The output of a discretization is a new initial value problem of a discrete system. Different approximation algorithms and their respective options are described in the docstring of each method, e.g. Forward.

Initial-value problems considered in this function are of the form

$$$x' = Ax(t) + u(t),\qquad x(0) ∈ \mathcal{X}_0,\qquad (1)$$$

and where $u(t) ∈ U(k)$ add where $\{U(k)\}_k$ is a sequence of sets of non-deterministic inputs and $\mathcal{X}_0$ is the set of initial states. Recall that this initial-value problem is called homogeneous whenever U is the empty set. Other problems, e.g. $x' = Ax(t) + Bu(t)$ can be brought to the canonical form with the function normalize.

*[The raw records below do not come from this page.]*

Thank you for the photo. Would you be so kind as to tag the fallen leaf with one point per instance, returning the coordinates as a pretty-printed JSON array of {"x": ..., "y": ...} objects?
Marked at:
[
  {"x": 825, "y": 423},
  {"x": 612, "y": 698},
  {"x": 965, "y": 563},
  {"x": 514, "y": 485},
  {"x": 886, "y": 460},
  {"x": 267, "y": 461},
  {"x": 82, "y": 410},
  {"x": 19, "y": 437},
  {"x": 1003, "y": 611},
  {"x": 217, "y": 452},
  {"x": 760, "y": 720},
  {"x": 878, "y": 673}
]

The initial value problem returned by this function consists of a set discretized (also called bloated) initial states $Ω₀$, together with the coefficient matrix $Φ = e^{Aδ}$ and a transformed sequence of inputs if $U$ is non-empty.

Two main variations of this algorithm are considered: dense time case and discrete time case.

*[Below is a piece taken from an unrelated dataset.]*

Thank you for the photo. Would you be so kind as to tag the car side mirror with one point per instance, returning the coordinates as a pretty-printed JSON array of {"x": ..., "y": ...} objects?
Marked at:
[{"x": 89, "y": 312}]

• In the dense time case, the transformation is such that the trajectories

of the given continuous system are included in the computed flowpipe of the discretized system. More precisely, given a step size $δ$ and the system (1) conservative set-based discretization function computes a set, $Ω₀$, that guarantees to contain all the trajectories of (1) starting at any $x(0) ∈ \mathcal{X}_0$ and for any input function that satisfies $u(t) ∈ U(1)$, for any $t ∈ [0, δ]$. If $U$ is time-varying, this function also discretizes the inputs for $k ≥ 0$.

• In the discrete time case, there is no bloating of the initial states and the

input is assumed to remain constant between sampled times. Use the algorithm NoBloating() for this setting. If $U$ is time-varying, this function also discretizes the inputs for $k ≥ 0$.

There are algorithms to obatin such transformations, called approximation models in the technical literature. For references to the original papers, see the docstring of each concrete subtype of AbstractApproximationModel.